Google got me. Not because I didn’t get the joke but for how far it actually goes. Perhaps you saw the April 1st post, “Re-rethinking computing“, which introduces the project from a “rogue team of engineers…Today, we’re excited to announce a way to make your Chromebook self-browsing”. Of course, it’s an April Fools gag.
I first saw the post on my Nexus 9 tablet while exercising on the stationary bike. Later, thinking to post a quickie to Google+, I pulled up the URL from synced History on Chromebook Pixel LS. On the N9, I had clicked the post’s last link, which did nothing special but when opened on the Pixel took me to the Chrome Web Store with option to install the self-browsing extension. Now that was unexpected. What to do, what to do?

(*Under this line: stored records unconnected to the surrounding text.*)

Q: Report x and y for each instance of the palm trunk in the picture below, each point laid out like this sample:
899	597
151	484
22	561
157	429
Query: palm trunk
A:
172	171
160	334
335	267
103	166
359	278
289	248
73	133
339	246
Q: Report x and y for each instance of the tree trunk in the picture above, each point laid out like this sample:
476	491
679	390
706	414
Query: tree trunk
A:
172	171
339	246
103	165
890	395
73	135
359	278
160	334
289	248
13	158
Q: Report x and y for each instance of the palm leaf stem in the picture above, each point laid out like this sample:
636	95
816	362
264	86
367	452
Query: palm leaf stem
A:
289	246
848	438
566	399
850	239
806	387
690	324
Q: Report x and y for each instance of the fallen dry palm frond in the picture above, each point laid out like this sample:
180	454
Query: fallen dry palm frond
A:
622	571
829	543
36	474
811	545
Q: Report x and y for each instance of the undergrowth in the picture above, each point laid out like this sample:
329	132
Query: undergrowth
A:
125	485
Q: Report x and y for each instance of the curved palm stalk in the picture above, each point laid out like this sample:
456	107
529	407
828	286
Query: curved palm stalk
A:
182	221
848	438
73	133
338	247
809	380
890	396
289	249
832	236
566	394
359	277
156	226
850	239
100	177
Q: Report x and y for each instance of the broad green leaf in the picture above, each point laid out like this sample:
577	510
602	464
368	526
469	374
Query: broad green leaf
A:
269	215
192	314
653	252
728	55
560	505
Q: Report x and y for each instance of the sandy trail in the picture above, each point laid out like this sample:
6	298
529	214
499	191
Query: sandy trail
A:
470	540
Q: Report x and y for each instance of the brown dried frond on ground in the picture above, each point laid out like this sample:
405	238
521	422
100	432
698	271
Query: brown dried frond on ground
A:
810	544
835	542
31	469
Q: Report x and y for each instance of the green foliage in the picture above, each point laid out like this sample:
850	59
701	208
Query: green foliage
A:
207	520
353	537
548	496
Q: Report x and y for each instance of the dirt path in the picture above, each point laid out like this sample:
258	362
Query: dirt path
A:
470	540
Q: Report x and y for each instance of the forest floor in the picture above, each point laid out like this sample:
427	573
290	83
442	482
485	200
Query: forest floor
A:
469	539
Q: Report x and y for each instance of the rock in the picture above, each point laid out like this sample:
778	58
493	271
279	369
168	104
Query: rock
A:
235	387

When you’re being pranked, and you know so, how far do you go? “The best April Fools are the ones which are real”, my BetaNews colleague Wayne Williams says. Indeed they are. So I installed the extension and launched it—the self-browsing began! Hilarious.
I would have ignored the whole thing as a worthless prank, but as a wordsmith clever phrasing gets me every time. The Fools blog ends: “The first version of our self-browsing software is now available at this very easy to remember link: http://goo.gl/1Htv4S. Give it a shot—then sit back, relax, and watch the future unfold. This is the last link YOU will ever click”. I love the last line.
If you’re on a Chromebook and looking to waste a few minutes, install the self-browsing extension linked above.
The other Google gag of note: #ChromeSelfie“. When browsing the web on my Nexus 6 soon after midnight, an orange notice spanned the lower screen: “NEW: Share your #ChromeSelfie”. Sure enough, you can snap and share. The selfie fills up half the screen. Go on, prank yourself.
Editor’s Note: A version of this post appears at BetaNews.